Grant’s support for the 13th amendment before he became president was instrumental to its passage, and the 14th and 15th amendments became law based on President Grant’s full and unswerving support. He suspended habeas corpus and sent in federal troops to enforce suffrage for blacks, believing that the freedmen should enjoy the same political rights as anyone else. The 1872 elections, which Grant won in a landslide, were the fairest in the South until the 1960s. He tried to annex Santo Domingo (modern-day Dominican Republic) not, as has been long thought, in a bungled attempt to add territory to the US. Rather, Grant sought to make the black-dominated island into three or four US states on the theory that if they were successful, then they would serve as models for successful, peaceful government dominated by blacks. The annexation effort of course failed, and whether it was noble or wrongheaded is beside the point: it was an example of novel thinking from someone dismissed as a dullard.
Second. Grant’s secretary of state was one of the most celebrated in the nation’s history, Hamilton Fish. With Grant’s full support, Fish enacted methods of international arbitration that are still used and served as the part of the foundation of the United Nations. Through Fish, Grant made peace with England over Civil War claims, thereby strengthening and deepening the ties between our two nations. It would be fair (well, almost) to say that our true friendship with England began during Grant’s presidency.
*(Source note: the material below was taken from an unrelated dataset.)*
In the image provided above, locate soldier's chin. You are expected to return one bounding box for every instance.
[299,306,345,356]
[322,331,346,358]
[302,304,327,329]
Third. Grant avoided war with Spain over Cuba—twice—despite enormous public and congressional pressure. He knew that the desire to add Havana to the Union was motivated by nothing more than greed. Thirty years later we would fight the highly dubious Spanish-American War—and Grant probably would have disapproved.
Fourth. On the financial/economic front, Grant prevented the greedy cornering of the gold market by Jay Gould and Jim Fisk in a brilliant counter-stroke that flooded the market with government gold (instead of the small amount regularly scheduled to be sold). Contrary to what “history” says, the actual paper record proves that Grant was not fooled by what Gould and Fisk planned and warned his treasury secretary a full two weeks in advance of what they were scheming and to prepare accordingly.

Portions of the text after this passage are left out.